I need to add more domains to allowed_domains , so I dnt get the " Filtered offsite request to ".
My app gets urls to fetch from a database, so I cant add them manually.
I tried to override the spider init
like this
def __init__(self):
super( CrawlSpider, self ).__init__()
self.start_urls = []
for destination in Phpbb.objects.filter(disable=False):
self.start_urls.append(destination.forum_link)
self.allowed_domains.append(destination.link)
start_urls was fine, this was my first issue to solve. but the allow_domains makes no affect.

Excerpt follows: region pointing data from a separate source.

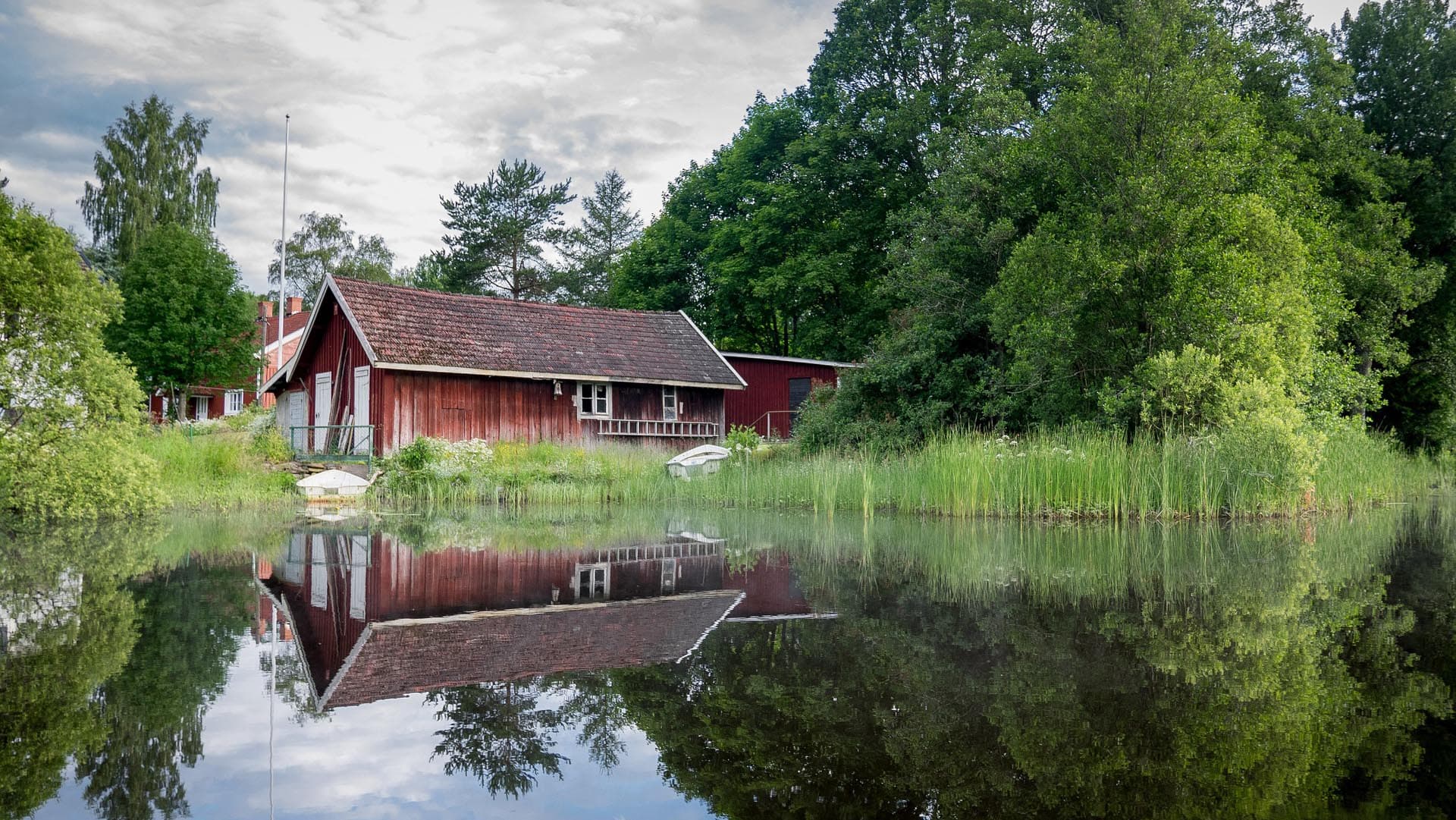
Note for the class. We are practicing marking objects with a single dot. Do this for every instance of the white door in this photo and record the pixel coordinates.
(362, 437)
(322, 402)
(297, 417)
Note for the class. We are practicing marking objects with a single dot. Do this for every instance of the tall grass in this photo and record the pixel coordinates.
(216, 470)
(1057, 473)
(1078, 473)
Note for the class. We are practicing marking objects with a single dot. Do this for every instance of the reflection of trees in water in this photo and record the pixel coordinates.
(1272, 692)
(191, 620)
(291, 685)
(1423, 577)
(503, 734)
(55, 664)
(498, 734)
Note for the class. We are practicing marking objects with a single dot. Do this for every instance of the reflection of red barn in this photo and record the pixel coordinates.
(778, 385)
(378, 619)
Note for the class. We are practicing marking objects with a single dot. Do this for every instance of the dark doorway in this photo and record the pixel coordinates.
(799, 394)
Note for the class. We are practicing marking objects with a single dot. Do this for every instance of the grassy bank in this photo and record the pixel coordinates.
(1068, 473)
(218, 468)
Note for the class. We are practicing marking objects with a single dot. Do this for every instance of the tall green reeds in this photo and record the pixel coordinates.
(1059, 473)
(215, 470)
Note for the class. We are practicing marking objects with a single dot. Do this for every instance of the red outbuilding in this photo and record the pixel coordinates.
(379, 366)
(778, 386)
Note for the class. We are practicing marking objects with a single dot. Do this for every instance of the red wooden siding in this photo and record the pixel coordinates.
(769, 391)
(332, 347)
(408, 404)
(411, 404)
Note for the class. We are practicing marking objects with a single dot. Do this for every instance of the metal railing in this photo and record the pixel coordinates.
(332, 443)
(657, 429)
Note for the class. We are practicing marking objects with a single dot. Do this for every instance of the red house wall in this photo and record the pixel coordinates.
(215, 402)
(408, 404)
(769, 391)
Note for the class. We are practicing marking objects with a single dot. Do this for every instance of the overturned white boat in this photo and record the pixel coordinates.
(698, 462)
(331, 485)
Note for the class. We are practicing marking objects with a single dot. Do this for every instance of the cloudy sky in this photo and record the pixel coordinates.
(394, 102)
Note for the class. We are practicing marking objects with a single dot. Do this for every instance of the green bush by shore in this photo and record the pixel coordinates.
(218, 467)
(1060, 473)
(1057, 473)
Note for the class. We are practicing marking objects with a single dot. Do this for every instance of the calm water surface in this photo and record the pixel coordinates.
(476, 663)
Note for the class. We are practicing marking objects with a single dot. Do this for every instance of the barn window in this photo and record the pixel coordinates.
(593, 582)
(593, 400)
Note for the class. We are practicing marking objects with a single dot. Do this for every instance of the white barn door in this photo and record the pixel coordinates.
(362, 437)
(322, 402)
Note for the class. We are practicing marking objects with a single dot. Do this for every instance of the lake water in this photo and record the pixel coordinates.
(476, 663)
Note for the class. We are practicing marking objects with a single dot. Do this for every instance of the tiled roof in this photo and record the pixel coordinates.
(397, 657)
(441, 329)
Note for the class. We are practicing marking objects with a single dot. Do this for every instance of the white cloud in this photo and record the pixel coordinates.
(394, 102)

I need to change some configuration in order to disable domain checking? I dont want this since I only want the ones from the database, but It could help me for now to disable domain check.
thanks!!
'allowed_domains'
parameter is optional. To get started, you can skip it to disable domain filtering In scrapy/contrib/spidermiddleware/offsite.py
you can override this function for your custom domain filtering function :
def get_host_regex(self, spider):
"""Override this method to implement a different offsite policy"""
allowed_domains = getattr(spider, 'allowed_domains', None)
if not allowed_domains:
return re.compile('') # allow all by default
domains = [d.replace('.', r'\.') for d in allowed_domains]
regex = r'^(.*\.)?(%s)$' % '|'.join(domains)
return re.compile(regex)